What you should have:
- Understanding of basic cloud and security concepts
- General understanding of SOC 2, FedRAMP, NIST, ISO 27001/27017/27018, HIPAA, HITRUST, or Sarbanes Oxley IT General Controls.
- Ability to work independently with excellent time management, attention to detail, and other related organizational skills while interacting with stakeholders across multiple time zones.
- Experience effectively working with multiple cross-functional stakeholders to reach a desired outcome.
- Effective communication with great interpersonal and presentation skills; writing and speaking well to translate complex issues into simple language that people who are not experts can understand.

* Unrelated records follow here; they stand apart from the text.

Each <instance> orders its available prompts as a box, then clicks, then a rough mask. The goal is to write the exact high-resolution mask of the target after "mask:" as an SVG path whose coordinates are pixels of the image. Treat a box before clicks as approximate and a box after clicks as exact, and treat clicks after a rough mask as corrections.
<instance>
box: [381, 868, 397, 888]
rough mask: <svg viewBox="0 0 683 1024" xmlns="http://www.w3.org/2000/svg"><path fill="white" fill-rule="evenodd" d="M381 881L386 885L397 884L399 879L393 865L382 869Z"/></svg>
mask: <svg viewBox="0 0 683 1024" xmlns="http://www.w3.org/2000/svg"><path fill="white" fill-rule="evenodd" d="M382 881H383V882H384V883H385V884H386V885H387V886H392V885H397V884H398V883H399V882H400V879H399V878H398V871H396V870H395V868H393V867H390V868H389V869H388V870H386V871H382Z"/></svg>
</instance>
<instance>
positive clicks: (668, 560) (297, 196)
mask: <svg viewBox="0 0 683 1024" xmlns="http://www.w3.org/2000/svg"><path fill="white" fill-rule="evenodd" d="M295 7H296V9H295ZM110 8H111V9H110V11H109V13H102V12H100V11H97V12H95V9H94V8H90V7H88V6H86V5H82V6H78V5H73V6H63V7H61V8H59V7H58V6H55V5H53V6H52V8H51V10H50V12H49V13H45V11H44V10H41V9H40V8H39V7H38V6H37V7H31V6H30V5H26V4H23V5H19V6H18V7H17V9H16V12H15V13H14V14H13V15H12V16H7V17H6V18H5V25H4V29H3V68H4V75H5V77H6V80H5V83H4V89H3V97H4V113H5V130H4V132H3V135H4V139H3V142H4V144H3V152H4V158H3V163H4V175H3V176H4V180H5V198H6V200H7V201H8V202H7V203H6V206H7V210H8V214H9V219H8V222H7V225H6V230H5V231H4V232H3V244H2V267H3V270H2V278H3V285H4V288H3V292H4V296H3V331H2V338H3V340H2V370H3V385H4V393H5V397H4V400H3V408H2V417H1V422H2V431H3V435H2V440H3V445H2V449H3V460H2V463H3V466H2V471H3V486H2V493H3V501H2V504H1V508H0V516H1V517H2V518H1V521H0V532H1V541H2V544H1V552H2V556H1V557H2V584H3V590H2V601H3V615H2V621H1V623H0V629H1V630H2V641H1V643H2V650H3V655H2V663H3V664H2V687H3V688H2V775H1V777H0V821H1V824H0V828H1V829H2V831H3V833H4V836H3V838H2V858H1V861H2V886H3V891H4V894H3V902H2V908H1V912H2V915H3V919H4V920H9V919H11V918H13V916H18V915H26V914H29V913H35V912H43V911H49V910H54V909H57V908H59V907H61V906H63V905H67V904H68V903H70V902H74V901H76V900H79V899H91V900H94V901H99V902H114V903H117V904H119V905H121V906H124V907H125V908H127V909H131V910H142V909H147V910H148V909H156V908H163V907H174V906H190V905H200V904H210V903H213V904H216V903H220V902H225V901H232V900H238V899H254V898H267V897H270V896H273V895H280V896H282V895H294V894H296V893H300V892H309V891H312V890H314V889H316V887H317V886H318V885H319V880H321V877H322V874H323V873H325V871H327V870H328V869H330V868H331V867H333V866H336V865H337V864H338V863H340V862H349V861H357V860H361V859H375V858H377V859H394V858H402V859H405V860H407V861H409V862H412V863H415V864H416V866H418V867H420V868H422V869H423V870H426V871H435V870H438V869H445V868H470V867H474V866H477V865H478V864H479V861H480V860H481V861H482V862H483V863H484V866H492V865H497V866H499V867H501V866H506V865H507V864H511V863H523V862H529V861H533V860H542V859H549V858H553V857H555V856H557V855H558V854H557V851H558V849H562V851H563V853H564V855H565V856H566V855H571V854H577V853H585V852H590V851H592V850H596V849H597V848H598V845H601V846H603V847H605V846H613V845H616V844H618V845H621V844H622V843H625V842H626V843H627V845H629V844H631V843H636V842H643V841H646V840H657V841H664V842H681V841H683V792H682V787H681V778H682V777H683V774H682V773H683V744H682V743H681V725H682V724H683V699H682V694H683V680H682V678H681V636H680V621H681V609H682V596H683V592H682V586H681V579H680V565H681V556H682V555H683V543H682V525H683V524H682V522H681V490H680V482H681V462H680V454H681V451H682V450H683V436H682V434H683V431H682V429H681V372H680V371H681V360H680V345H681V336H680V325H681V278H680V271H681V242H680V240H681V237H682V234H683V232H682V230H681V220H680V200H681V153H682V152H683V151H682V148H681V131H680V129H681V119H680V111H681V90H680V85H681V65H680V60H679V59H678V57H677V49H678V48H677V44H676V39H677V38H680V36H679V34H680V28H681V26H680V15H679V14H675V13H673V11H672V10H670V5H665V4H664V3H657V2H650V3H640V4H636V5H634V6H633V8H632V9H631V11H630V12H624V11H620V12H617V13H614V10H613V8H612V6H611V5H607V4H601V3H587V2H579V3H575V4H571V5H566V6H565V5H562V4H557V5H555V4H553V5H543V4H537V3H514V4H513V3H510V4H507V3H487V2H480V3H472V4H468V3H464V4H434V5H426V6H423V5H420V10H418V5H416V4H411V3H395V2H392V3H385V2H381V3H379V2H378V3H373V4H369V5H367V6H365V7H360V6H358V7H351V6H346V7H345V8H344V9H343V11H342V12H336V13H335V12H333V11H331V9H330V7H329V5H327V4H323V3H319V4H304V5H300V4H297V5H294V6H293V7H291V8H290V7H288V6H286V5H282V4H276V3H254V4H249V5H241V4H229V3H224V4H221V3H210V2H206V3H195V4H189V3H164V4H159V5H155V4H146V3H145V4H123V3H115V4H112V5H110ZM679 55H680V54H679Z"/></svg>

- Security+, CCSK, AWS Security, or other security industry certification and/or Bachelor’s Degree
Slack is an Equal Opportunity Employer and participant in the U.S. Federal E-Verify program. Women, minorities, individuals with disabilities and protected veterans are encouraged to apply. Slack will consider qualified applicants with criminal histories in a manner consistent with the San Francisco Fair Chance Ordinance.
Slack is a layer of the business technology stack that brings together people, data, and applications – a single place where people can effectively work together, find important information, and access hundreds of thousands of critical applications and services to do their best work. From global Fortune 100 companies to corner markets, businesses and teams of all kinds use Slack to bring the right people together with all the right information. Slack is headquartered in San Francisco, CA and has offices around the world. For more information on how Slack makes teams better connected, visit slack.com.
Ensuring a diverse and inclusive workplace where we learn from each other is core to Slack’s values. We welcome people of different backgrounds, experiences, abilities and perspectives. We are an equal opportunity employer and a pleasant and supportive place to work.
Come do the best work of your life here at Slack.